I agree completely with the opening poster. Box Hill is an appallingly bad example of a so-called 'transport interchange', for the reasons which he mentioned:
* buses separated from trains by two levels.
* congested connections (some shops in the way, only single-width slow escalators.
* no coordination between the two modes.
* lack of information. I believe that after about 20 years, train information has been provided on the bus deck, but bus information is not provided at train level.
I watched the current shopping centre being built; it was a bad design right from the start.
Before it existed, there was a six-place bus station accessed via Carrington St, then subway to the island platform and to the north-side flanking platform.
The new construction was touted as a 'transport interchange': it never was; it was blatant land grab to build a shopping centre.
There was no other plan to convert the current structure to a proper interchange: that original was the plan.
It is hard to rank Box Hill vs Melbourne Central for lack of fitness for purpose. Melbourne Central didn't claim to be a transport interchange (and it isn't one). It is also appallingly bad, and was made worse by Connex. No wonder the Camberwell nimbys don't want to see their station turned into anouther of the breed.
At Box Hill, airport buses, VLine buses, Nightrider buses and trams all bypass the so-called interchange.
There are two aspects: local traffic congestion, which would affect even a good interchange design, and the design of the interchange itself, and Box Hill's isn't good.
If you started with a clean sheet of paper, and no site constraints, what makes a good bus interchange?
The bus pulls up beside the door to the train, and interchange takes less than 1 minute.
These do exist in Australia: Kelmscott (WA) is Australia's best interchange (wide island platform, with buses driving down the middle); Salisbury (SA) came close (single sided, with an awkward second platform used only in peaks). Surprisingly, Broadmeadows (Vic.) was once in the league, but was butchered with high spiked fences, and has now been destroyed completely with the extension of services beyond Broadmeadows: very convoluted connections to up trains.
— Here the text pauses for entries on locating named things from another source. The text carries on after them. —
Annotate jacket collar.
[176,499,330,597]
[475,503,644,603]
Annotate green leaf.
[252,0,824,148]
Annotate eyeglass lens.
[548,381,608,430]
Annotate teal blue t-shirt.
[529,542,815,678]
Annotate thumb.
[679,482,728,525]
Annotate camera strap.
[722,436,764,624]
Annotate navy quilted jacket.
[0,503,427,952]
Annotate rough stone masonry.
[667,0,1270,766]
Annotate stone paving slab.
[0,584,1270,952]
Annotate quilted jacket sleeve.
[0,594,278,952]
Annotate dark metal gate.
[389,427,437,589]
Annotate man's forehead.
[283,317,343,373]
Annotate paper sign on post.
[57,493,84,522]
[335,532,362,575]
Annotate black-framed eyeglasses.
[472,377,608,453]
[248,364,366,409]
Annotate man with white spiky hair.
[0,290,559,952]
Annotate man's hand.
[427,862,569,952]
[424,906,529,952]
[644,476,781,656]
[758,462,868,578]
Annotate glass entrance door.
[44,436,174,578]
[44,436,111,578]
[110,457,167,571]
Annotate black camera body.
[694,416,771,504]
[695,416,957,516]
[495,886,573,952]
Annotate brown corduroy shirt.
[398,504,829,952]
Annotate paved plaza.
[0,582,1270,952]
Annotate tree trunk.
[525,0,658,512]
If you can't pull up beside the door, the next-best design is to have a one-level change, and that is where Victoria misses: two level at best. I haven't tried Boronia for an interchange, but it could well be the best in Melbourne for fitness for purpose.
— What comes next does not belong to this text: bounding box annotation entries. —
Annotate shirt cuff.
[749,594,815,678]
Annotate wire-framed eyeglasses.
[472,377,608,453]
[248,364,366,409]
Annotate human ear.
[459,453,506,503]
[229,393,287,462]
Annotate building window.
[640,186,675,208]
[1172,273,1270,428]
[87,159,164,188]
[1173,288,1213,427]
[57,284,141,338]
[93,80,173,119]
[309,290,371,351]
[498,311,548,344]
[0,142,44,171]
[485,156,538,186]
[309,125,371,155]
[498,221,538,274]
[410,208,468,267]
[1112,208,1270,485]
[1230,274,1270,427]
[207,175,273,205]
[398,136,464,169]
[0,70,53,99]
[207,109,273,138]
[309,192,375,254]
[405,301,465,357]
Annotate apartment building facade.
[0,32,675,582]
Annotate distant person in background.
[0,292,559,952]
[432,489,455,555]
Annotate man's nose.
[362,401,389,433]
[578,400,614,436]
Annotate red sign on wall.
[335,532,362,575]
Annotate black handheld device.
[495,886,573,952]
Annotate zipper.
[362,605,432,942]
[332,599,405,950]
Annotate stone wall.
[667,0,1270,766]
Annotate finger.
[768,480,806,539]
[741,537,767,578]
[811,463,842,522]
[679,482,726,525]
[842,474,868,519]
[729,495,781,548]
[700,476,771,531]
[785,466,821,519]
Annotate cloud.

There isn't much which could be done to retrofix Box Hill.
* Remove all kiosks from the space between the platform exits and the bus deck access.
* Replace the slow and narrow escalators with double-width ones, at a faster speed.
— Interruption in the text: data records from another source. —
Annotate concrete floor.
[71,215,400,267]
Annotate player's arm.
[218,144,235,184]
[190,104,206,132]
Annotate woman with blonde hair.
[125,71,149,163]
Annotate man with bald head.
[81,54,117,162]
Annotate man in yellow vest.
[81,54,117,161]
* Provide electronic signs on all three levels so that all passengers know what is going from where, and when.
* Provide some level of overall supervision so that buses do not leave 1 min before a connecting train arrives, particularly with Connex's horrible offpeak headways.
Ringwood is another nightmare: slow and convoluted access, despite a major rebuilding in the last few years.
* Demolish the wall along the busbays.
* Add a gated pedestrian crossing at the down end of the platform (where there was once a full level crossing).
* Add a direct stair to the existing ramps.
For most of the time, access would be direct and quick at ground level, with the pedestrian bridge available at those times when the gates on the ground-level access are closed.
* Remove the blatant lying signs at street level 'platforms 40 m' - they are not.
* Put mimic screens at street level and at mezzanine level to show all of the next-train information, not just at the barrier entry.
When you move into the big league, I think that Bondi Jn (NSW) adopted the right approach (I haven't been there for 20 years), a mini version of Hong Kong.
Trains arrive at subway level, east-west.
Bus bays are arranged one level up, north-south. There are multiple stairs and escalators providing the fastest and most direct access from the platforms to the bus bays.
Roderick B Smith
Rail News Victoria Editor
Comments from three earlier posters:
*The slowest part of any bus journey to Box Hill is usually within a couple of hundred metres of the station, when you do finally get off you then have to go down a flight of escalators, through a shopping centre and then down another flight of escalators to get to the station.
* The plans a few years ago to turn into a multi-modal interchange didn't come through.
* The bus-train/train-bus interchange at Box Hill isn't as bad as it seems. It could be better, absolutely, but it's better than Melbourne Central by a long, long way.